When a tooth is extracted, it leaves an empty socket. The soft tissue and bone in an empty socket will cause the jaw bone to deteriorate since there is no longer a tooth in place to provide stimulation. Significant bone loss in the jaw makes it impossible to place dental implant. Ridge Augmentation, referred as ridge preservation involves placing bone graft directly into the empty socket where a tooth's roots used to be, to help create the natural shape of the gums and jaw that may have been lost following tooth extraction.
PRP & PRGF (Thrombin & Fibrinogen)
Platelet‐rich plasma (PRP) also known as "Sticky Bone" is a source of growth factors that promote wound healing and tissue regeneration.

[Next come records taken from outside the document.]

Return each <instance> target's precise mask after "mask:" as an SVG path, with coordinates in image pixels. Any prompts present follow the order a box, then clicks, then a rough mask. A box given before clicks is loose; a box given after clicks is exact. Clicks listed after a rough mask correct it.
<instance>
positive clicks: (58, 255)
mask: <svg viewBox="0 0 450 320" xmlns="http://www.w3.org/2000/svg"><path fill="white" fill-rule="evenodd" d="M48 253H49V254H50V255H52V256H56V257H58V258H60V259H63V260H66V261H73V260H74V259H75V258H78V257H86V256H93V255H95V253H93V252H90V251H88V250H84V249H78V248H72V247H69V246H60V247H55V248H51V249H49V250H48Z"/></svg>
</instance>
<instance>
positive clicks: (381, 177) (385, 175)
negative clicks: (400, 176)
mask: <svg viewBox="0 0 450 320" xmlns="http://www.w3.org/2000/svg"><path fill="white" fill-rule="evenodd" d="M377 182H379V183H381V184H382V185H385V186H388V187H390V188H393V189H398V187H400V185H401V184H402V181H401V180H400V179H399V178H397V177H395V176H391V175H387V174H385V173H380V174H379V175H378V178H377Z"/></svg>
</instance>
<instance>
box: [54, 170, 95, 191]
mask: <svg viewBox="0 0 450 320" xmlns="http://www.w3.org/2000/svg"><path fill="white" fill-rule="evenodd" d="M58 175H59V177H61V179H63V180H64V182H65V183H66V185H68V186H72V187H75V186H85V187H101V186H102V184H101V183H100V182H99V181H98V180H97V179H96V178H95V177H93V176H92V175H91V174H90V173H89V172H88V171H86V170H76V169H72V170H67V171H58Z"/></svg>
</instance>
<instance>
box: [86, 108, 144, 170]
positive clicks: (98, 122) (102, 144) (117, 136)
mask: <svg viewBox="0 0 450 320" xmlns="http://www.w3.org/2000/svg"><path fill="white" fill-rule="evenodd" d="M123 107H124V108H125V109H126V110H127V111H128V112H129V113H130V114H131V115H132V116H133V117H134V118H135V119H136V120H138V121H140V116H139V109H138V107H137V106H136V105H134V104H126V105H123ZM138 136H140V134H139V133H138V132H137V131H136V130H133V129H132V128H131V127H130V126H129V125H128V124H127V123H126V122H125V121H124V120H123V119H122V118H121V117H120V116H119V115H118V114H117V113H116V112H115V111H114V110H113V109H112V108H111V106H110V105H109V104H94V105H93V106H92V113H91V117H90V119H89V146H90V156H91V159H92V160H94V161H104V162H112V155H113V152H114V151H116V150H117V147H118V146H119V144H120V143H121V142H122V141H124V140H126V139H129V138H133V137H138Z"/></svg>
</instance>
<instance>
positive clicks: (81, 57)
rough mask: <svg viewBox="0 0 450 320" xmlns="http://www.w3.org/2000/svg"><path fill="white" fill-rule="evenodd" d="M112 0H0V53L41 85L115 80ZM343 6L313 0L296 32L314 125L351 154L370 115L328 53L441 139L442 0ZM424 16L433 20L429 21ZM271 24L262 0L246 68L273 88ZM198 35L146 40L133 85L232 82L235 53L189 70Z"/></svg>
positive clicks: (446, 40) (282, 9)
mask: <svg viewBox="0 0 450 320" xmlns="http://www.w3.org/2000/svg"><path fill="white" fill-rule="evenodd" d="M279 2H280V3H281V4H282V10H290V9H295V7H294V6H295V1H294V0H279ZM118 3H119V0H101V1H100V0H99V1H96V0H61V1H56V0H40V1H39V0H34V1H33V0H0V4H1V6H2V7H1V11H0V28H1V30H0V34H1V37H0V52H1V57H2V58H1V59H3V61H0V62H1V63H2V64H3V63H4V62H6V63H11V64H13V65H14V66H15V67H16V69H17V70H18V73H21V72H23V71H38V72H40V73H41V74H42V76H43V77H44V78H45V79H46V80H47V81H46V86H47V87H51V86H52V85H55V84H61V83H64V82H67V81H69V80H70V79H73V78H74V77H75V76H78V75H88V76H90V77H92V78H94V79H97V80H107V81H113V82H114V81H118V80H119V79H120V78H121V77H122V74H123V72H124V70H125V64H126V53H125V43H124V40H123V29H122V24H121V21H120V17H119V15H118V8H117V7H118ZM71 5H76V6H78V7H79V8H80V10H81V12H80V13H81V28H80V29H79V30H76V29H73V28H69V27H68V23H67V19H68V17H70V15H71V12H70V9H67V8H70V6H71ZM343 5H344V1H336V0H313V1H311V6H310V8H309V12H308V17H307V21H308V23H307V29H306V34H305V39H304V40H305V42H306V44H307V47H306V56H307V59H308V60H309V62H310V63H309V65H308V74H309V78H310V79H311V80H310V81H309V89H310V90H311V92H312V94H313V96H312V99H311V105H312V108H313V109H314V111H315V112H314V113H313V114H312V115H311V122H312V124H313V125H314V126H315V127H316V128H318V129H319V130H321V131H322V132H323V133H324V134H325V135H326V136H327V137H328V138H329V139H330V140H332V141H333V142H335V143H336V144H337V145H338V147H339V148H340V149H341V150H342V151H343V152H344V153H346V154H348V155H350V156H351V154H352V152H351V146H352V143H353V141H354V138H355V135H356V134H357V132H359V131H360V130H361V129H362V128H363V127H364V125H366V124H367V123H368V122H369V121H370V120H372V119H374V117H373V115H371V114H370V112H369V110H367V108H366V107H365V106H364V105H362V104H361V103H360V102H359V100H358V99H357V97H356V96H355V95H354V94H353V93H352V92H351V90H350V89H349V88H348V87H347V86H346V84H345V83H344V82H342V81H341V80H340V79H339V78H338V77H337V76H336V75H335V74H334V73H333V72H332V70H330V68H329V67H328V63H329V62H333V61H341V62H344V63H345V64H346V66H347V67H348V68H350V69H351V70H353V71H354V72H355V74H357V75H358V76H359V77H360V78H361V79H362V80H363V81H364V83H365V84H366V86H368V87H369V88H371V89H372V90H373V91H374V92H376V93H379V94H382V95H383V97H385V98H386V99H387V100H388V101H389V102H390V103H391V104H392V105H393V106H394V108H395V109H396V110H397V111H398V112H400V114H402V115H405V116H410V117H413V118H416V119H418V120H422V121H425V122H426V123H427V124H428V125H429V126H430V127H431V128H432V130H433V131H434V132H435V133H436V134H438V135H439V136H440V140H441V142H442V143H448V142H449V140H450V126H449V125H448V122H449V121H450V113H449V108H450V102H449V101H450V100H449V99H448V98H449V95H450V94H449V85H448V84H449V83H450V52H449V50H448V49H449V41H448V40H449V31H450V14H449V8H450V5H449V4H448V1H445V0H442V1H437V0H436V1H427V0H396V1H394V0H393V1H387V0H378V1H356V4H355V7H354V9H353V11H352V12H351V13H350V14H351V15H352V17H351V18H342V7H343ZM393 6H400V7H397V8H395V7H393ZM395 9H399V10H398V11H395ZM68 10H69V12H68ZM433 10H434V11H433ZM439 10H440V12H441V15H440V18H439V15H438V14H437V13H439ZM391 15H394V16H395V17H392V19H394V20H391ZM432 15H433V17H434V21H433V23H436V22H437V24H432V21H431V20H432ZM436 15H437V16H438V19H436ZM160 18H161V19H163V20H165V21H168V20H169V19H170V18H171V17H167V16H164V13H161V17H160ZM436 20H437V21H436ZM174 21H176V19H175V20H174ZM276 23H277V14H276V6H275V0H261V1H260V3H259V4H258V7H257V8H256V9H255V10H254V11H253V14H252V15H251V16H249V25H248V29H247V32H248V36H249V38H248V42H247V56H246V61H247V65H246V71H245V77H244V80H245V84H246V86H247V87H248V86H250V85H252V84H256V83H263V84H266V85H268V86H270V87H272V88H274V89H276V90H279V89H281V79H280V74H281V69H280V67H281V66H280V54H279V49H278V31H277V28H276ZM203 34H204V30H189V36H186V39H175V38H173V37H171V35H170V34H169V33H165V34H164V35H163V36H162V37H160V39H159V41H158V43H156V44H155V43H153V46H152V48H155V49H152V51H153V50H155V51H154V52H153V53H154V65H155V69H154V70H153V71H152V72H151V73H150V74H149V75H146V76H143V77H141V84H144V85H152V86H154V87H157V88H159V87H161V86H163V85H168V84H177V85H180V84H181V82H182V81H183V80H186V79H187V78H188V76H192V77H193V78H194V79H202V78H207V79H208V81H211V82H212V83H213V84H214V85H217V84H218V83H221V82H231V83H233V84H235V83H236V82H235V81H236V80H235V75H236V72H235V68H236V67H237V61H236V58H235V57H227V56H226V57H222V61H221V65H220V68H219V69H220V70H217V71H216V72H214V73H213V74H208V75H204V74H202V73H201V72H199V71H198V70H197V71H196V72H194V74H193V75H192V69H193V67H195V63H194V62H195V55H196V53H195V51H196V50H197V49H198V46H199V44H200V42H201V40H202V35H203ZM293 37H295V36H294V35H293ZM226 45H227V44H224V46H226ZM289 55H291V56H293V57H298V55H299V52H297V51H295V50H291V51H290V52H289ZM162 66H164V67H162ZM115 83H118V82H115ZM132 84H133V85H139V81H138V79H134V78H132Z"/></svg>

Plasma Rich in Growth Factors (PRGF) is a blood product that contains concentrated levels of a patient’s own growth factors. The membrane/plug is responsible for the managing of how the body heals. Increasing the number and concentration of growth factors in a healing wound not only increases the speed of healing, but can increase the quality and quantity of new bone and tissue.
Both of the products are produced from your own blood and placed into a centrifuge, where the blood is then processed to help separate the blood into distinct layers.
Platelet Rich Plasma & Plasma Rich in Growth Factors are frequently used during extractions and bone grafting in preparation for dental implants. Can also be used during sinus augmentation.